Children intuit fairness and rightness, guided by their gut. (Their sense of right and wrong is not always so infallible as popular culture suggests, but we’ll leave that aside.) But to evaluate justice and morality through personal feelings is to follow a dictatorship of one. Are we to always trust our feelings as right? What if our feelings change or lessen? Outrage is powerful; outrage often fades. Better to construct a deeper, fuller understanding over time. Ethical principles might begin as feelings, but they are built on complexities, reasoning and examples. We need the structures to outlast youth if our world is to improve. Additionally, leaving oneself fully open to pain is not a pathway to moral enlightenment; it’s a recipe for madness and paralysis. It’s true that calluses on feet and hands make feeling more difficult, but it’s not impossible, and the tougher skin makes it possible to keep working. Moral anger is useless if the person feeling it cannot work to make things better.
In a very different vein, we sentimentalize the fresh joy of children. It’s hard not to—set up a sprinkler for a group of kids on a summer day and just watch, or think of the happiness of a five-year-old on Christmas morning. We should take delight in the joy of children. We make a mistake, however, if we pine for that simpler joy. It might be powerful, but it is not more meaningful than adult happiness. The new-toy-from-Santa smile is not more profound than the warm-home-with-family smile. In later childhood, first love is transporting and absolutely absorbing. It feels very different from third love—but the emotional intensity of first love does not make it deeper or richer than the bond of a longtime relationship. And seeing the beauty of a frozen lake or a mountain or a bird does not have to matter less when we’ve seen it before. In no small part, childhood joy depends on novelty. A thing quickens a child’s heart because it’s special, and it’s easy for a thing to be special if it’s new. Familiarity and contemplation can also uncover the rarity of a thing, however, and more meaningfully. Newness can come from nuance, not just brevity. And nuance, thankfully, is infinite.

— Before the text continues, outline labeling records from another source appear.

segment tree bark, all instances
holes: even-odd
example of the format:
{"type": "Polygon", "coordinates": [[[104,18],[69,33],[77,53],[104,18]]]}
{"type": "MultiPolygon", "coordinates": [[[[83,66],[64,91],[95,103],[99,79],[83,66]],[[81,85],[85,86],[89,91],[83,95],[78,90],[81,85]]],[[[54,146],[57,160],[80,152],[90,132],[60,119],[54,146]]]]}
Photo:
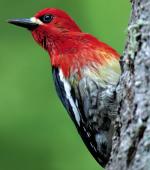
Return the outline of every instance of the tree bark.
{"type": "Polygon", "coordinates": [[[150,0],[131,3],[117,87],[118,125],[107,170],[150,170],[150,0]]]}

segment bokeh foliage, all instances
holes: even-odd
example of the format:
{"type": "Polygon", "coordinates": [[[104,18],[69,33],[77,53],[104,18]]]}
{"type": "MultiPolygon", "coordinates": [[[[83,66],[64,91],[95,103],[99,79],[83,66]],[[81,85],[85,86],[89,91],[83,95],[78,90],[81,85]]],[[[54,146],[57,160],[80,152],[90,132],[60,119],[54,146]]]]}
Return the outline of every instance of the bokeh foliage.
{"type": "Polygon", "coordinates": [[[122,53],[127,0],[0,0],[0,170],[99,170],[59,101],[48,54],[9,18],[66,10],[85,32],[122,53]]]}

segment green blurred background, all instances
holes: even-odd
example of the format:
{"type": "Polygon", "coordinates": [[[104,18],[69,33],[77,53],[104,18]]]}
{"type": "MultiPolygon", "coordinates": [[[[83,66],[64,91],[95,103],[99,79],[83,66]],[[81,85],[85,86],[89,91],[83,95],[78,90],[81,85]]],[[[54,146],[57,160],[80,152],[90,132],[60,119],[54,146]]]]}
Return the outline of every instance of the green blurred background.
{"type": "Polygon", "coordinates": [[[48,54],[5,22],[45,7],[120,53],[125,45],[128,0],[0,0],[0,170],[99,170],[56,95],[48,54]]]}

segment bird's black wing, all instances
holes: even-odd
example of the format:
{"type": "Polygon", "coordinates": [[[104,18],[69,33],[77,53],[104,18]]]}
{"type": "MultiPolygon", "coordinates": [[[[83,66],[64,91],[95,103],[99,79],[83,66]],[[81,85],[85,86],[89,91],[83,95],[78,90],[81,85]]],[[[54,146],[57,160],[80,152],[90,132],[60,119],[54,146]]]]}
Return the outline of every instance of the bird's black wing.
{"type": "MultiPolygon", "coordinates": [[[[97,145],[96,135],[99,129],[96,130],[96,128],[93,128],[92,125],[90,125],[90,123],[87,120],[89,117],[87,117],[86,115],[86,114],[89,115],[89,110],[92,107],[91,105],[92,96],[89,91],[89,88],[87,87],[84,88],[84,93],[85,93],[84,96],[82,96],[83,94],[81,92],[82,88],[85,85],[86,86],[88,85],[86,84],[87,81],[82,81],[81,83],[79,83],[78,91],[81,94],[81,96],[80,96],[80,99],[79,98],[77,99],[75,97],[74,89],[71,86],[69,86],[69,84],[66,85],[65,83],[67,82],[65,82],[65,80],[62,79],[60,70],[58,68],[53,67],[52,73],[53,73],[53,78],[54,78],[57,94],[60,100],[62,101],[64,107],[68,111],[71,119],[75,123],[77,130],[80,136],[82,137],[82,140],[84,141],[84,143],[86,144],[87,148],[89,149],[91,154],[94,156],[94,158],[98,161],[98,163],[104,167],[106,163],[108,162],[109,155],[106,155],[105,153],[103,153],[102,148],[97,145]],[[70,94],[67,94],[68,92],[70,92],[70,94]],[[78,113],[75,113],[77,111],[78,113]]],[[[98,90],[98,87],[96,88],[98,90]]],[[[104,144],[103,147],[105,150],[105,147],[106,147],[104,143],[105,141],[101,141],[101,142],[102,144],[104,144]]]]}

We can and should remember the feelings of childhood. Those tears and laughs meant something. But if they dry up as we grow, if they appear less readily, if they come from emotional swings of lesser force or rapidity, that does not have to mean we’re dead inside. Childhood feelings must be a starting point from which we grow, not only rising upward but also sending down roots lest the coming winds uproot us. Instinctive outrage and novel joy are superficial for all their strength. We owe it to ourselves, children, and society to cultivate something lasting. An oak outlasts the bloom of a flower, and it’s no less beautiful.